Esse imposto teria uma alíquota de 0,2% sobre TODAS as operações de débitos e créditos incidindo diretamente sobre o consumo das famílias. O nosso país já convive com uma das mais altas cargas tributárias do mundo sobre o consumo de bens e serviços. Essa proposta, além de criar uma sobreposição de taxações, amplia a desigualdade e o fosso social existente entre os 10% mais ricos e os 90% restantes da população, aumentando a regressividade dos atuais impostos na cadeia produtiva, a qual reflete diretamente na população de baixa renda. Temos, nas palavras de nosso secretário Décio Padilha, um verdadeiro manicômio tributário na tributação atual sobre bens e serviços, e é a mais pura verdade.

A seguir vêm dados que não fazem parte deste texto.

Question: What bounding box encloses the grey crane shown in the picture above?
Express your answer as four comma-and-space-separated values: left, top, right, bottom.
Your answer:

Mas o Governo Federal não está ligando muito para isso, sua proposta, se é que pode ser chamada assim, se restringe à unificação de dois tributos federais apenas (PIS/COFINS) na nova CBS – Contribuição sobre Bens e Serviços e a criação do Imposto sobre transações digitais (a volta da defenestada CPMF com outra roupagem) que olha apenas para o próprio umbigo, deixando os entes subnacionais se digladiando com o pires na mão, implorando por liberação de verbas para sobreviver. Aquela promessa de campanha do candidato de termos “mais Brasil e menos Brasília” foi se dissipando com o tempo, do mesmo modo que aquele furor no combate à corrupção. É triste revermos dinheiro escondido na cueca como no passado, só mudou a moeda utilizada.